Un contrat local de sécurité spécifique au Parc des Princes a été créé. La mairie de Paris et le président du PSG ayant recensé 1 000 supporters violents, pourquoi seulement 411 personnes sont-elles interdites de stade ?
Avec MM. Goasguen et Caresche, j'ai participé à une réunion de bilan au ministère de l'intérieur. Or elle n'a eu aucune suite alors que ce dossier devrait être repris à bras-le-corps ! Je rappelle tout de même qu'un matche entre le PSG et l'OM, c'est la guerre ! Les riverains doivent fermer fenêtres et volets, et ce sont 2 000 agents des compagnies républicaines de sécurité (CRS) qui sont mobilisés !
Le changement d'horaire des matches me semble par ailleurs constituer une perspective intéressante.
Scandale des scandales, les caméras de surveillance sont financées par la mairie de Paris, la ville de Boulogne-Billancourt et le département des Hauts-de-Seine sans que le PSG ni M. Thiriez aient daigné participer ! Ce sont tout de même eux qui encaissent l'argent, tandis que les riverains subissent une double peine puisqu'ils paient les caméras et subissent les nuisances des voyous ! Les clubs abusent ! M. Thiriez nous prend pour des imbéciles alors qu'il doit faire régner l'ordre !
De surcroît, l'extrême densification d'équipements sportifs sur un même site, autour du Parc des Princes et du stade Jean-Bouin en l'occurrence, n'incite pas vraiment à la pacification ! Le gouvernement doit prendre ses responsabilités !
Enfin, les clubs de supporters ne pourraient-ils pas prendre un autre nom que celui d'une ville ? En tant que maire de Boulogne-Billancourt, comprenez que je trouve assez désagréable d'entendre parler des « Boulogne Boys » ! Une fois de plus, j'ai écrit au PSG et à M. Thiriez sans recevoir aucune réponse ! Il se moque de nous ! Nous comptons sur vous, monsieur le secrétaire d'État, pour remettre de l'ordre dans ce domaine !
Lors de l'évaluation de la loi du 5 juillet 2006, en novembre 2007, nous avons constaté que le nombre d'interdictions administratives de stade prononcées en ligue 1 avait été de 12 en janvier, 2 en février, 12 en mars, 71 en avril, 12 en mai, aucune en juin et juillet, 11 en août, 28 en septembre et 10 en octobre. Il s'agissait pourtant de la première préconisation des deux rapporteurs.

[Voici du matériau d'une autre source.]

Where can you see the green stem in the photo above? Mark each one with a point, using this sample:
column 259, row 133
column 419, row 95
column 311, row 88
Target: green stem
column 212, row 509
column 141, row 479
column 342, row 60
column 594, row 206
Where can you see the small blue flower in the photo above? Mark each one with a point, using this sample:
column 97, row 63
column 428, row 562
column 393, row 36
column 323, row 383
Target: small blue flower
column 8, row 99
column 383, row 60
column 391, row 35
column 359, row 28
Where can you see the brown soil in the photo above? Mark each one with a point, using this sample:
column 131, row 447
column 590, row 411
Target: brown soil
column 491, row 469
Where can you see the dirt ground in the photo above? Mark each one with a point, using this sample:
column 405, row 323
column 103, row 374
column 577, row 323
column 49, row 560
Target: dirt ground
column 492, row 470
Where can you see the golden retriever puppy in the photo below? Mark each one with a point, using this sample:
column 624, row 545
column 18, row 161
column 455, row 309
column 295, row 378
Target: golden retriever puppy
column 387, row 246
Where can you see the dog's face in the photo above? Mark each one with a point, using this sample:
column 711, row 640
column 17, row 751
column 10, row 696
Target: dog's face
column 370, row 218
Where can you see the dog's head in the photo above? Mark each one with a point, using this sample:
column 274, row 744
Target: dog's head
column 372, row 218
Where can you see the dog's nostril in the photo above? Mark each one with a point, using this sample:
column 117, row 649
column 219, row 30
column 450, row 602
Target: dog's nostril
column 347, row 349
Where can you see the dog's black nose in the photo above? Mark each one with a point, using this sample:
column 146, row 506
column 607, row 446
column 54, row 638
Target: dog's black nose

Je vais rencontrer M. Thiriez afin de lui dire que les choses ne peuvent continuer de la sorte. Il me semble en effet que le financement des caméras de surveillance devrait relever du PSG ou de la Ligue de football, de même d'ailleurs, pourquoi pas, que le financement du dispositif de contrôle que j'évoquais précédemment. Sans doute faudra-t-il en venir à des mesures coercitives.
Moins de lois et une meilleure application de celles qui existent, telle est la morale de l'histoire !
Je vous remercie, monsieur le secrétaire d'État.